File Size and Bandwidth

Web fonts do not come for free for your visitors. They add up to the total download size of web pages. Depending on your choice of fonts and character range, the file size of web fonts varies. Typically one variant (so regular, bold, italics, bold and italics are counted four variants in total, even if they are of the same font family) of a Latin-based font would consume about 30kb. If you use too many fonts and variants, the download size will increase significantly. Visitors with slower connection (e.g. iPhone over 3G networks) will not be happy.

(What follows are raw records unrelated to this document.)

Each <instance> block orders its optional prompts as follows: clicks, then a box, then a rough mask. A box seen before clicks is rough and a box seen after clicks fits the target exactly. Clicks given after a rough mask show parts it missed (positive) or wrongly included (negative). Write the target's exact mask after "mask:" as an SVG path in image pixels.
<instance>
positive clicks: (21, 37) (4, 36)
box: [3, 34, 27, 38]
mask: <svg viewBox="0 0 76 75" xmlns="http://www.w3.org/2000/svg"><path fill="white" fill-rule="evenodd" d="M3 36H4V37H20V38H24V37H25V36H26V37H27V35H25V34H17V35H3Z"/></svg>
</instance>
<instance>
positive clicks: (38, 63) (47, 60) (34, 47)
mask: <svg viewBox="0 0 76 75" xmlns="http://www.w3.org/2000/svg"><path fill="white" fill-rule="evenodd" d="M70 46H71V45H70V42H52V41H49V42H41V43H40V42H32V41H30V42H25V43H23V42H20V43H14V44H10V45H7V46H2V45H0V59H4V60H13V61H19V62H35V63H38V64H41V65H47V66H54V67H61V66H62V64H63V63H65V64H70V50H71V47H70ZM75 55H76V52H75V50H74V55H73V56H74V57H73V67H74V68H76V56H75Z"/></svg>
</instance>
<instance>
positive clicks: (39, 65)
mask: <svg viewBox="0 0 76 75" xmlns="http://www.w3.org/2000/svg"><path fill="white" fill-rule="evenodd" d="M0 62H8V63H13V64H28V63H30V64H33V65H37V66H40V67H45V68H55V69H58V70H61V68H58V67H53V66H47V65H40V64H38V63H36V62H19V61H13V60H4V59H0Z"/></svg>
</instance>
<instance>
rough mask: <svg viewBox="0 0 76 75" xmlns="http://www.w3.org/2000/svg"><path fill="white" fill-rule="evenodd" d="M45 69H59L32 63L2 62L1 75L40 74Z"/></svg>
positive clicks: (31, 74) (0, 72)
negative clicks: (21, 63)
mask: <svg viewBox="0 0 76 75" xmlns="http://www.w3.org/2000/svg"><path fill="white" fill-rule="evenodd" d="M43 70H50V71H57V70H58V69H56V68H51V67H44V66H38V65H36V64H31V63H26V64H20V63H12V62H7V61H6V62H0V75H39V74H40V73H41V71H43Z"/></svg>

Centralized web font directories like Google Font Directory and TypeKit can partially solve this problem by caching fonts locally on users’ machines so that when a user visits your site using a particular web font, hopefully she already has that font in her browser’s cache from a previous website she visited. This sounds good in theory but in practice if you use a rare font that no many people use you are out of luck.

Rendering Differences

There are a lot of moving parts which affect the final look of fonts on screen. For example, Windows uses a different font engine than OS X. The same font looks very different on each platform. (Personally I find the one rendered on OS X looks much better.)

Even on Windows there is a difference because of ClearType (Microsoft’s implementation of subpixel rendering). Some fonts, especially those designed for use with ClearType (like the new C-font family in Windows Vista and 7), look really crappy if ClearType is turned off. To make it more complicated, ClearType can be tuned to different levels, resulting slightly different overall appearance of text.

On OS X this is not a big issue since subpixel rendering is on by default (although tuning is possible, few users know how to do that via command line in OS X 10.6). Still, there are other considerations such as CSS text-shadow you might need to test before you make the final decision.

Next come the iPhone and iPad. Due to very high resolution screens (iPhone has a screen with 165 DPI, iPad 132 DPI), and more importantly the fact that both devices can be rotated, subpixel rendering is not used on these devices.

Conclusion

In a word, many variables can screw your perfect web fonts. Test as much as you can on all possible combinations of platforms. You never know what will happen. Plus, specify a metric-compatible, web-safe fallback in case the clients do not support web fonts and your beautiful design won’t be screwed up by a font with different size.